The excerpt below happens when Daniel and Kate have just finished interrogating a pugilist who knew the warehouse laborer.
THEY WALKED DOWN Shadwell High Street, the street alive with a vibrancy that failed to lift Daniel’s mood. Snow crunched under his feet. The smell of gin had left his nostrils, allowing him to breathe easier again, but the heaviness in his stomach came from the knowledge of Kate’s sacrifice. She’d given up part of her livelihood, all to answer questions from a man she shouldn’t have had to speak to, let alone develop an acquaintanceship with.
“You didn’t have to do that,” he said.
“Cyrus would never have told us anything otherwise.” Kate cocked her head toward him, her voice flat.
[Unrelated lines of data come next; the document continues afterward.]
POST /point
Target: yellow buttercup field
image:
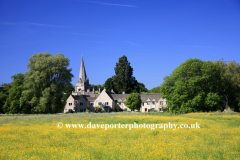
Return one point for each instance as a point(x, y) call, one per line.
point(39, 137)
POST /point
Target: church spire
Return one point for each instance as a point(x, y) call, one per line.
point(82, 74)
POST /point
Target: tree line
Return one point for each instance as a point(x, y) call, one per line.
point(198, 85)
point(45, 87)
point(195, 85)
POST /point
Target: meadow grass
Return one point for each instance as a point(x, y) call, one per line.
point(37, 137)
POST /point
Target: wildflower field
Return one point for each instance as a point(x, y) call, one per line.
point(38, 137)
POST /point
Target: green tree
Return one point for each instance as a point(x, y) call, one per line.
point(230, 72)
point(12, 104)
point(155, 90)
point(4, 93)
point(193, 86)
point(140, 87)
point(109, 84)
point(123, 79)
point(45, 82)
point(133, 101)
She walked with her hands shoved into her pockets, her shorter strides two to his longer ones. He slowed to match her pace. This city, with all its grit and crime, didn’t deserve the brilliance of Kate Morgan.
Devil take it, he didn’t either.
“That doesn’t make it right.” He halted her progress down the street, gripping her thin arm. “I’ll pay you back for what that watch costs, on top of what I’ve given you for your help already.”
“That’s not necessary.” She stiffened against his touch.
He didn’t release her arm. They stood in the middle of the street, the traffic diverting around them. If he got through to her—well, he didn’t know what he’d do then.
“I don’t want you to have to pay for my mistakes.” Reaching out with his other hand, Daniel brushed his thumb against her cheek.
Her eyes closed for a half-second, transfixed by the moment. His breath caught in his throat.
Her eyes fluttered back open, chocolate abysses deadened to his attempts. Steeled against what she must believe were lies. Maybe he’d never change. Maybe he was a drunk for life, doomed to repeat the same patterns.
He let out the breath he’d been holding, let it out like he wished he could free himself of doubt. Time flowed once more, rapid and bitter.
“I’ve paid for your mistakes and I’ll pay for mine.” Her voice was full of resignation.
“It shouldn’t have to be that way. Last night, in the wool warehouse—I couldn’t think of anything else other than the fact that you were in danger because of me.” His hand tightened on her arm, holding her close to him.
She shook her head. The feather stuck into the trim of her gray straw bonnet bobbed too. “Nothing is perfect. For all we know, that man was after me for my own activities. You talk as though things will change because you wish them to. I don’t remember you being that naïve.”
“It’s not naïve to dream. You used to know that.”